There are thousands of stories from people who get a call and Caller ID shows it is their own phone number.
Google Voice is not spoofing. You make a VOIP call from the Google Voice app from your phone and the Caller ID shows your Google Voice number. I can also use my business phone app on my smartphone to make a VOIP call that looks like it is from my office.
mrAru worked for Verizon cucstomer service back in the day, and it really was randomized, he said you basically get random pull of a block of numbers. I know our 3 phones are all one exchange but that is very unusual.
I also never answer any phone from our exchange - so far I have never gotten a call that wasn’t spammers. I have the other 2 numbers on our account programmed into my phone so it IDs them anyways =)
The real question is why is it even physically possible to spoof. There should be no access to those fields by the end user, or at minimum, access should involve an encryption where only Verizon/whoever has the key.
Welcome to the 21st century. Every time you touch anything touched by a computer anywhere it may be completely fraudulent or even be a hostile government attacking you. Or using you to attack someone / something else.
Everything you’re describing has been happening for the last decade or so. But very rarely compared to the gigantically greater volume of simple spam telemarketing calls. And there is exactly zero you can do to reduce or prevent any of it it. Except to warn your spouse and kids that caller ID, even your caller ID, is merely a hint, not a fact.

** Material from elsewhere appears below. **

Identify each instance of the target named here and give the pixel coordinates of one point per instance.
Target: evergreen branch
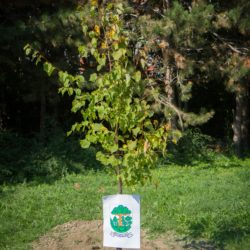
(229, 45)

The fact this is still news to anyone in 2020 is very surprising to me. It’s definitely taking longer than we thought.
Remember those Capital One ads a couple years ago with the horde of Visigoths
/ Vikings beseiging the suburban house & family? That is exactly what the whole e-world really is like.
As described upthread and documented in the linked articles, caller ID was designed in the 1960 by Ma Bell when nobody else had access to any tech whatsoever.
Since then, just like the internet, a system designed assuming 100% good guys was released into the wild with about 80% bad guys. We’ve been struggling to retrofit trust into the system ever since.
The fact it’s a global system and certain authoritarian governments would LOVE to have every communication reliably signed so they could hound anyone they choose to target makes all this more complicated than it appears.
The same anonymity that gives us 4chan trolls also gives us e.g.Uigher dissidents.